Für die kantonalen Verwaltungsgebäude, die nach dem Sommer in der Loestrasse frei werden, läuft zurzeit ein Investorenwettbewerb. Der Kanton will das Grundstück in Baurecht abgeben. Die frei werdenden Büroräumlichkeiten befinden sich unter anderem in der alten Frauenschule. Diese wurde zwischen 1880 und 1890 als erste Frauenschule des Kantons gebaut. Etwas später folgte der Loesaal. Ein Jahrhundert lang wurden Frauen in dieser Bildungsstätte unterrichtet. Am Anfang standen die Fächer Handarbeit und Hausarbeit im Zentrum. Die letzten Frauen, die hier ausgebildet wurden, waren angehende Schneiderinnen. Dieses Areal hat viel zu erzählen, Frauengeschichten, ein Stück Sozialgeschichte.    
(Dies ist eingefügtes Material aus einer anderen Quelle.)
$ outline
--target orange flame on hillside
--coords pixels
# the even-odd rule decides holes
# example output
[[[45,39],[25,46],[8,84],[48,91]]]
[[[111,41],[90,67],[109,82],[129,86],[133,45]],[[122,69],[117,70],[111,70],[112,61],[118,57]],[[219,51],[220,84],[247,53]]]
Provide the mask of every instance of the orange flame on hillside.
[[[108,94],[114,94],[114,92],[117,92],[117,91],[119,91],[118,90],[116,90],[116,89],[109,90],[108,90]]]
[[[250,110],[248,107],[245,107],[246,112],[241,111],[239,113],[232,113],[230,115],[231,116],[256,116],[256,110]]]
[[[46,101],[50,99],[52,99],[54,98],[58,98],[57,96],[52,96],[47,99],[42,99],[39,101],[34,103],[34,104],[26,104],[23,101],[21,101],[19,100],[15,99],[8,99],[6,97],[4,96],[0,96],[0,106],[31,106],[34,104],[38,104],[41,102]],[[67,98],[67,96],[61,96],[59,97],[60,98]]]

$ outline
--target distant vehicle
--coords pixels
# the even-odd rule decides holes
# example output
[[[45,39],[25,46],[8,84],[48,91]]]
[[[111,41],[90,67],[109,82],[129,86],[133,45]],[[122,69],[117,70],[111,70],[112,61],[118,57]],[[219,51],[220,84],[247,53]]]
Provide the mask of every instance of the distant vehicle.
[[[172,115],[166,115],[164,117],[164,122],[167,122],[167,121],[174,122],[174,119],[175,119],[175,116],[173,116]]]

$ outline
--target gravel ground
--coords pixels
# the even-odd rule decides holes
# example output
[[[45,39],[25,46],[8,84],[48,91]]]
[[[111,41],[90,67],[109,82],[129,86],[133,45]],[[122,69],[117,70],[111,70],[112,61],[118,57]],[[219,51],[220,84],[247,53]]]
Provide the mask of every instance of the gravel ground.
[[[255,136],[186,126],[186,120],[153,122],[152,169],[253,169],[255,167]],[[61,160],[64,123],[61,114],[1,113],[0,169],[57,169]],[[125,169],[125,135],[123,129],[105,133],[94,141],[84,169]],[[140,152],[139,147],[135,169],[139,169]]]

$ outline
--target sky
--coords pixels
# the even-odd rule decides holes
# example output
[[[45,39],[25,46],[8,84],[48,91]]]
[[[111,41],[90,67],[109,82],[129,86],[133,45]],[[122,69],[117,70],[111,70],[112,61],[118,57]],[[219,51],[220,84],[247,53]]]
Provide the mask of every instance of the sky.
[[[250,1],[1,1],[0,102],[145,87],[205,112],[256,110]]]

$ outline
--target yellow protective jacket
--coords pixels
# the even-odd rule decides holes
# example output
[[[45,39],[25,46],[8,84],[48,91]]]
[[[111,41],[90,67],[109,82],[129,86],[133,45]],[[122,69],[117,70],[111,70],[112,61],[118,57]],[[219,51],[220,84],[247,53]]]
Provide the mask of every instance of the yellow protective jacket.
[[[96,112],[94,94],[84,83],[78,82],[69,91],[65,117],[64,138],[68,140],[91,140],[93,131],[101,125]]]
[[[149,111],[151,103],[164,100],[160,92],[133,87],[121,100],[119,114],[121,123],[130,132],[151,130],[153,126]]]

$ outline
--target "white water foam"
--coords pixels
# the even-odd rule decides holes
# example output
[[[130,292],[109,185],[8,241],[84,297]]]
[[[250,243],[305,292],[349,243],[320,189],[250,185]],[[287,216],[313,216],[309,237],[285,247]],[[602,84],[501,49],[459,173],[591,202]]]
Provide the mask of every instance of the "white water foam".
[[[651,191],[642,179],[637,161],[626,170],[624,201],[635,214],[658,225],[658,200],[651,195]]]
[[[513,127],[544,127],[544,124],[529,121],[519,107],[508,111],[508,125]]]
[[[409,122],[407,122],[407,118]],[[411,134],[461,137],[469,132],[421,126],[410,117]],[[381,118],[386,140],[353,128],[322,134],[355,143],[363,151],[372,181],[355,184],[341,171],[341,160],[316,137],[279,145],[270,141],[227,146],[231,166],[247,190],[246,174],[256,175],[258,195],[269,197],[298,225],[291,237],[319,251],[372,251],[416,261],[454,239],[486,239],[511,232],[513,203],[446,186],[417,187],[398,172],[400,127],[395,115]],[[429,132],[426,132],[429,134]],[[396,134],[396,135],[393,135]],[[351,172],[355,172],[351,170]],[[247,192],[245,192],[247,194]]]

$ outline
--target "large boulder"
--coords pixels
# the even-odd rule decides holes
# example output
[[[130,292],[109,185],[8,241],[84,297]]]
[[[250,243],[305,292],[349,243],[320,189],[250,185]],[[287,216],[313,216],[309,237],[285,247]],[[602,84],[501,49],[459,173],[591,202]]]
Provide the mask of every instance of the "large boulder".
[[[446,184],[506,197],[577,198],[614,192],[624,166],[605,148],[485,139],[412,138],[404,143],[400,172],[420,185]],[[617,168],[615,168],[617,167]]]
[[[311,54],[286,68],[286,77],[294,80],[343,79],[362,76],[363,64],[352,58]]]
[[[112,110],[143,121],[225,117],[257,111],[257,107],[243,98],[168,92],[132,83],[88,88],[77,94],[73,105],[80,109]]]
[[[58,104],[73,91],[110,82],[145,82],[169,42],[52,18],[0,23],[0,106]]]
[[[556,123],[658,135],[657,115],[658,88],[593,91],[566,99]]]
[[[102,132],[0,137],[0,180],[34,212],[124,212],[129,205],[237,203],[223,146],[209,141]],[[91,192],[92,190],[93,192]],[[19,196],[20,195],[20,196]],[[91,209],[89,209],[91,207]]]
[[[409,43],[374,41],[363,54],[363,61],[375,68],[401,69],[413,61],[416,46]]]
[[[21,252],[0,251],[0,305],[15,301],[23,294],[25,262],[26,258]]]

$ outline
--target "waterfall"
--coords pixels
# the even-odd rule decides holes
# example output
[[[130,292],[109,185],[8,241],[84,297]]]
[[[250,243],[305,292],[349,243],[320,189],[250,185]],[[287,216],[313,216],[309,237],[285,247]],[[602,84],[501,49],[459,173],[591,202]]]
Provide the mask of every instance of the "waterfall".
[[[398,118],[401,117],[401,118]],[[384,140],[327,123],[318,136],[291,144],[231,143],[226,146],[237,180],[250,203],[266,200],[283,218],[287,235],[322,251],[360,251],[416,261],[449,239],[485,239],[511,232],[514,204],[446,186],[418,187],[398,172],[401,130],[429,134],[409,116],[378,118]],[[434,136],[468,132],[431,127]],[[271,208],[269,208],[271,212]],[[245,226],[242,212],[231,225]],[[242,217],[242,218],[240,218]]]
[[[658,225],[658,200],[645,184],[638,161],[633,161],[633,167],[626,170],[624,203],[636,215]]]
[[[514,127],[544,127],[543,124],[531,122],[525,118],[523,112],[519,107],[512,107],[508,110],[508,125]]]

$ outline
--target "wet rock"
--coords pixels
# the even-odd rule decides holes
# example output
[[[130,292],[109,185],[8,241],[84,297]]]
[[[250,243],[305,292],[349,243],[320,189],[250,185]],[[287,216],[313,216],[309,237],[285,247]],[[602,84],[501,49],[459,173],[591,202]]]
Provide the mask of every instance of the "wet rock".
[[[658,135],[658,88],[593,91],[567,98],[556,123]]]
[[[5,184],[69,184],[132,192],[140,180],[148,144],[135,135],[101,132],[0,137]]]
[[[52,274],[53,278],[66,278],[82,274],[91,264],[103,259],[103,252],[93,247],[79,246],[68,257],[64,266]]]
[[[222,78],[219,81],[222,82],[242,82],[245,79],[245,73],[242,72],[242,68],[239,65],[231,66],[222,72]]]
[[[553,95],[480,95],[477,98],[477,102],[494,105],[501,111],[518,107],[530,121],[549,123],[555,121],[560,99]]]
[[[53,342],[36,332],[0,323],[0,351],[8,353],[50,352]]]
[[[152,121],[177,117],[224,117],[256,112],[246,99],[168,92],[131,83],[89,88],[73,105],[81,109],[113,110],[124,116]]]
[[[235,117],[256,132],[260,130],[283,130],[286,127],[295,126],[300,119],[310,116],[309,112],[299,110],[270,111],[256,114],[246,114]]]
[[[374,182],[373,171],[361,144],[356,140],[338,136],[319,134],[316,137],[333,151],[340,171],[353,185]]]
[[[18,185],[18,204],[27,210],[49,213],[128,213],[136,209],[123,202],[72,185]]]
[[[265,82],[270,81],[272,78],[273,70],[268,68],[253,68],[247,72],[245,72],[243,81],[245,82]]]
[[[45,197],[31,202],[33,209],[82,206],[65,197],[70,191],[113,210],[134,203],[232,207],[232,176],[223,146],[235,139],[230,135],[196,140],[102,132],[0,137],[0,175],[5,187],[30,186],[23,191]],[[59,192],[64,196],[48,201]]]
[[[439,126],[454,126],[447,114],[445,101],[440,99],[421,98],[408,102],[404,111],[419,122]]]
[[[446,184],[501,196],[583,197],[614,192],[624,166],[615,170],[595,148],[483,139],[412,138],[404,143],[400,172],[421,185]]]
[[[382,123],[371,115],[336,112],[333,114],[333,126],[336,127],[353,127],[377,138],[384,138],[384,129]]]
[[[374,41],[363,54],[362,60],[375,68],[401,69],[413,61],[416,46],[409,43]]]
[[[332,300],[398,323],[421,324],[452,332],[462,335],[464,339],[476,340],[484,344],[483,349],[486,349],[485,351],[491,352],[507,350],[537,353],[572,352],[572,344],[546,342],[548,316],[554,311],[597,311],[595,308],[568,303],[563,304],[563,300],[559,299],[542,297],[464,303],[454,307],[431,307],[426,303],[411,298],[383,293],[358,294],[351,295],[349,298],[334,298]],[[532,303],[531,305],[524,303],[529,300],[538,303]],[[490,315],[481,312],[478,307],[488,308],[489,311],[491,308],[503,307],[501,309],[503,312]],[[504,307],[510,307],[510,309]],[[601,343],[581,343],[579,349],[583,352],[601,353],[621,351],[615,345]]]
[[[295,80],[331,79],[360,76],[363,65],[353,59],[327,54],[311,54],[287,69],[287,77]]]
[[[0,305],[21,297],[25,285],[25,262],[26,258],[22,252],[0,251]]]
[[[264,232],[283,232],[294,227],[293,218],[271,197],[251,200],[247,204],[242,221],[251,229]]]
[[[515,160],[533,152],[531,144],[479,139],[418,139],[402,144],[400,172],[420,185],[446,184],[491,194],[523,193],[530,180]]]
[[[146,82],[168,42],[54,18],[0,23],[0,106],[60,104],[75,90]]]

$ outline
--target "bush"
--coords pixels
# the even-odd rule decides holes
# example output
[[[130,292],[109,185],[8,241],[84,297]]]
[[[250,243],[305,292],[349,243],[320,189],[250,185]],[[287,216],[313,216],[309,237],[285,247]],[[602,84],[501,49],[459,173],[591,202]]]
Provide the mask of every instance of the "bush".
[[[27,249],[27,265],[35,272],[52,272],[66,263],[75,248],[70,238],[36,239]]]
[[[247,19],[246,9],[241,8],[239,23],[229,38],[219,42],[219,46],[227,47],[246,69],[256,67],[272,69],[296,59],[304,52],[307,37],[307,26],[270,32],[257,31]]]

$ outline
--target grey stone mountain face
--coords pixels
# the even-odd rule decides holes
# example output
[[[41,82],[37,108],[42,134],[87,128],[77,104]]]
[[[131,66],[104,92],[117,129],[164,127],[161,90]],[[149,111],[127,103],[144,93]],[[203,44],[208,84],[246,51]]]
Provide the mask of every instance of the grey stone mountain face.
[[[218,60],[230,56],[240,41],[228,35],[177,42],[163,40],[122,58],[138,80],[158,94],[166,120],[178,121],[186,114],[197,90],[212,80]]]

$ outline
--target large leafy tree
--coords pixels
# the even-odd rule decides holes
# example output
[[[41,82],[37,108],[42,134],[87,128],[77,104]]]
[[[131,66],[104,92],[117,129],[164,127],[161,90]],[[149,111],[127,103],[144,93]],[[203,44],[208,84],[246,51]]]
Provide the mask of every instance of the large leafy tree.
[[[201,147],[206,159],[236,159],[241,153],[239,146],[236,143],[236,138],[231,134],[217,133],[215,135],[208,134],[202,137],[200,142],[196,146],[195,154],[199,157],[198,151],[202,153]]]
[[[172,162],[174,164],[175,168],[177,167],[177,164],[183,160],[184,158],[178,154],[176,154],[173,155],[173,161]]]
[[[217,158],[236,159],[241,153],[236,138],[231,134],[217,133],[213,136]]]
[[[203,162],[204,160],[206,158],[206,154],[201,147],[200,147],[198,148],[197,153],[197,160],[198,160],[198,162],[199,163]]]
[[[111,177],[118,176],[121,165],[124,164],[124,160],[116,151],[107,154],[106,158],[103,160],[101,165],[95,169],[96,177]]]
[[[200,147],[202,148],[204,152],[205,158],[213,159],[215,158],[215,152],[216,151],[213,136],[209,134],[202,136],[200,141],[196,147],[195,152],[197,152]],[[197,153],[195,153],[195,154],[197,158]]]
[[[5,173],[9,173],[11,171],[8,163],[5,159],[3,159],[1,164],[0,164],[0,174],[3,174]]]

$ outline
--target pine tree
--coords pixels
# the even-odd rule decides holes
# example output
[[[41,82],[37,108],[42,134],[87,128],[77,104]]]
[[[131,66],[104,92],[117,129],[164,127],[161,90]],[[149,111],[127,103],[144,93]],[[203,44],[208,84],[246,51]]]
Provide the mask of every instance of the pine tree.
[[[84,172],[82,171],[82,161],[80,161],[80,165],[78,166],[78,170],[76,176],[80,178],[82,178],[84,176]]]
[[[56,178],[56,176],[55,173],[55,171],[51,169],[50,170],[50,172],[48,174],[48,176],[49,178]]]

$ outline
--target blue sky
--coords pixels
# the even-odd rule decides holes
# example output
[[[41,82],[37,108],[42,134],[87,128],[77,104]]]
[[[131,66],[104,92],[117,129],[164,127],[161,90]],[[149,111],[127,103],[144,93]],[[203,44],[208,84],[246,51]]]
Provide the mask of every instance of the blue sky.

Das Areal der alten Frauenschule soll nun neu entwickelt, gleichzeitig aber auch erhalten werden.  Der Kanton will den sozialgeschichtlichen Hintergrund der alten Frauenschule bei der Vergabe des Baurechts an Investoren berücksichtigen. Ebenfalls die städtebauliche Bedeutung des Areals und die grosszügige Gartenanlage, die für das Gebiet charakteristisch ist. Das tönt gut. Selbstverständlich hat der Kanton bei der Auswahl der Investoren aber auch wirtschaftliche Gründe im Fokus. Aufhorchen lässt die Erwähnung, dass das Areal verdichtet und eine Tiefgarage gebaut werden kann. 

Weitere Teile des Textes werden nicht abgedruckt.